Она взяла его под руку и повела обратно к машине, он не противился и
только плакал и повторял:
- Сестренка! О-о-о, сестренка!
И неуклюже забираясь в машину, и потом, уже в машине, протягивая к ней
руки, все твердил:
- О-о-о, сестренка!
Шофер, глядя в сторону, придерживал дверцу.
- Ну езжай же, - сказала она. - Поезжай!
Наконец машина рывком тронулась с места, Вильхельм было приподнялся на
сиденье, пытаясь что-то еще сказать через заднее стекло, но от рывка
плюхнулся обратно, и последнее, что она видела, были его вцепившиеся в
спинку руки. Она постояла, глядя, как машина проехала мимо четырех тополей и
скрылась за поворотом, подождала еще, чтобы убедиться, что он больше не
вернется. И вот она осталась совсем одна. Где-то в саду запела птица, ее не
было видно среди ветвей, но казалось, вместе с ликующими звуками из ее
горлышка струится свет, он становился все ярче и ярче, и все вокруг стало до
ужаса, до безумия ярким. Надо скорее войти в дом, там, наверное, пение птицы
не будет слышно так громко. Рука сама нашла и открыла калитку. Далеко внизу
из-под ног убегала к дому усыпанная гравием дорожка - серые и белые камешки,
маленькие вершинки и расселины между ними. А дом стоял и смотрел на нее.

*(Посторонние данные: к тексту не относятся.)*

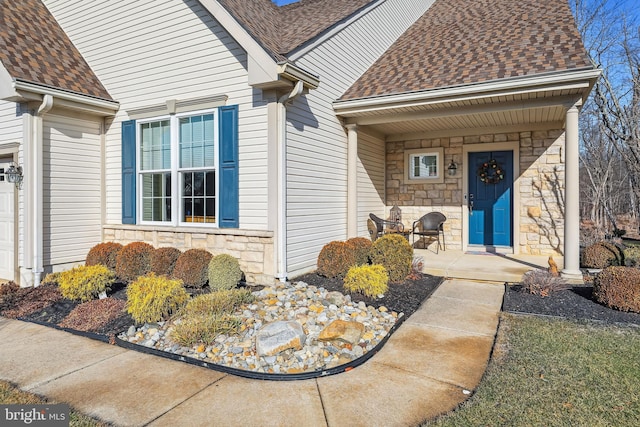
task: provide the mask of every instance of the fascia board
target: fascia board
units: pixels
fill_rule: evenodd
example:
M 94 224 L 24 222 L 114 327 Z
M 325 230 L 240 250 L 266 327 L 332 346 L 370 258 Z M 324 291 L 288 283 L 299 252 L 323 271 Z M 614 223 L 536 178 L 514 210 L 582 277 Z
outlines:
M 17 102 L 20 94 L 16 92 L 14 80 L 7 69 L 0 63 L 0 99 Z
M 278 80 L 276 61 L 216 0 L 200 0 L 200 4 L 233 37 L 249 56 L 249 84 L 260 85 Z M 270 80 L 269 80 L 270 79 Z
M 120 108 L 116 101 L 94 98 L 74 92 L 67 92 L 61 89 L 38 85 L 20 80 L 14 81 L 14 90 L 21 99 L 33 99 L 34 95 L 41 98 L 42 95 L 51 95 L 55 105 L 72 110 L 79 110 L 85 113 L 98 114 L 101 116 L 112 116 Z
M 601 70 L 590 68 L 588 70 L 572 70 L 554 74 L 500 79 L 421 92 L 336 101 L 333 103 L 333 108 L 339 115 L 349 115 L 535 91 L 578 88 L 588 93 L 600 74 Z

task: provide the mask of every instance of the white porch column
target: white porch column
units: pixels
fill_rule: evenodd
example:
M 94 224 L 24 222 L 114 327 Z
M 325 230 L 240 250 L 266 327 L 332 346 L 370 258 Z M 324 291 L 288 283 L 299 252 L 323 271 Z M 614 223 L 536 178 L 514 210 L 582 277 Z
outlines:
M 565 127 L 564 269 L 562 276 L 582 279 L 580 272 L 580 187 L 578 104 L 567 110 Z
M 358 126 L 347 128 L 347 238 L 358 236 Z

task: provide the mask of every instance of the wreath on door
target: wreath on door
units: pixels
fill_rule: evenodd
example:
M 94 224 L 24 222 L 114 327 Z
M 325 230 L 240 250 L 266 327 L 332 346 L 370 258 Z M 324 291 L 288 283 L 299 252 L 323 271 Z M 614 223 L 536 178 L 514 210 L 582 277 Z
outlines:
M 491 159 L 480 165 L 478 178 L 485 184 L 497 184 L 504 179 L 504 169 L 495 159 Z

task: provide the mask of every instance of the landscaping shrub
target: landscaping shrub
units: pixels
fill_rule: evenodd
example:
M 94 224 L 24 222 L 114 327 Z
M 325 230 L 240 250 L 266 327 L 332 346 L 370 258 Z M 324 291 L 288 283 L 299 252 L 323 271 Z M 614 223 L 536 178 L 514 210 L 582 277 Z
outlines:
M 222 313 L 233 313 L 242 304 L 248 304 L 255 297 L 248 289 L 225 289 L 198 295 L 191 299 L 181 310 L 180 315 L 215 316 Z
M 625 248 L 622 253 L 624 254 L 624 265 L 640 267 L 640 246 L 630 246 Z
M 176 248 L 158 248 L 151 254 L 151 271 L 158 276 L 171 276 L 182 252 Z
M 191 347 L 197 343 L 209 345 L 220 334 L 231 335 L 240 330 L 242 322 L 230 314 L 217 316 L 190 315 L 178 319 L 170 337 L 181 346 Z
M 129 283 L 149 273 L 154 250 L 153 246 L 144 242 L 133 242 L 123 247 L 116 259 L 118 279 Z
M 371 245 L 371 263 L 384 266 L 389 281 L 402 282 L 411 272 L 413 248 L 399 234 L 385 234 Z
M 115 298 L 97 299 L 77 306 L 58 326 L 78 331 L 99 332 L 120 316 L 126 302 Z
M 116 270 L 118 254 L 122 250 L 122 245 L 115 242 L 98 243 L 89 250 L 85 265 L 104 265 L 110 270 Z
M 611 265 L 624 265 L 624 254 L 613 243 L 594 243 L 582 252 L 582 267 L 606 268 Z
M 346 242 L 347 247 L 353 251 L 356 264 L 369 264 L 369 251 L 371 250 L 371 239 L 364 237 L 353 237 Z
M 173 277 L 182 280 L 185 286 L 202 288 L 207 284 L 211 255 L 204 249 L 189 249 L 178 257 Z
M 352 245 L 346 242 L 329 242 L 318 255 L 318 274 L 325 277 L 343 277 L 349 268 L 356 265 Z
M 63 297 L 90 301 L 111 289 L 115 279 L 113 271 L 105 265 L 83 265 L 60 273 L 58 285 Z
M 220 334 L 237 333 L 242 325 L 233 312 L 254 301 L 247 289 L 226 289 L 199 295 L 180 310 L 171 339 L 182 346 L 211 344 Z
M 552 292 L 568 289 L 568 285 L 560 277 L 556 277 L 546 270 L 529 270 L 522 275 L 522 290 L 541 297 L 549 296 Z
M 60 280 L 61 273 L 48 273 L 44 276 L 44 279 L 40 281 L 41 285 L 57 285 Z
M 640 313 L 640 270 L 605 268 L 593 281 L 593 298 L 609 308 Z
M 381 265 L 351 267 L 344 278 L 344 289 L 368 297 L 382 295 L 389 289 L 389 275 Z
M 237 259 L 220 254 L 209 262 L 209 287 L 213 290 L 233 289 L 242 279 L 242 270 Z
M 127 312 L 138 323 L 159 322 L 189 299 L 182 282 L 149 273 L 127 287 Z

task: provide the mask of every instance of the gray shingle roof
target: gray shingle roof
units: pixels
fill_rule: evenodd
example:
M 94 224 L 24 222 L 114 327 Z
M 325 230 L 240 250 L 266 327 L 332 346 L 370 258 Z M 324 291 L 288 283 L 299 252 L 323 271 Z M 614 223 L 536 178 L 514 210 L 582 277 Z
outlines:
M 0 62 L 14 79 L 112 99 L 39 0 L 0 1 Z
M 585 67 L 566 0 L 436 0 L 341 100 Z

Если бы гардины были спущены, она тоже могла бы взглянуть на него, но она
знала, что гардины не спущены, что дом не спит и смотрит на нее своими
квадратными мушиными глазками. Поэтому она тихонько обошла его сбоку и
поднялась по трем ступенькам к двери. Машинально сунула руку в сумку и
вынула ключ. Осознала это, лишь увидев, как ключ пытается попасть в замочную
скважину. Он вилял у нее в руке, звякая по металлической накладке; так
клацаешь зубами, когда продрогнешь, подумала она. Но наконец все же она
очутилась дома, и сразу настала тьма, она постояла, привыкая, и из темноты
проступил кусок линолеума. Узор на Нем повторялся и повторялся до одурения,
потом вдруг бешено закружился, стираясь, исчезая из виду...
Сейчас упаду, подумала она. Но она не упала и не подняла взгляда,
потому что знала, что рядом висит пальто и ждет ее. И трость ждет ее, и
шляпа. Ведь дом был полон вещей, которые молча ждали ее. Правда, слева была
дверь в маленькую комнату, куда муж почти не заглядывал, может быть, хоть
там ничего такого нет. Собравшись с духом, она робко вошла, подошла к окну,
где должно было стоять кресло, чуть позже она обнаружила, что сидит в нем.
Предметы все еще плыли вокруг, но все медленнее и наконец застыли на месте.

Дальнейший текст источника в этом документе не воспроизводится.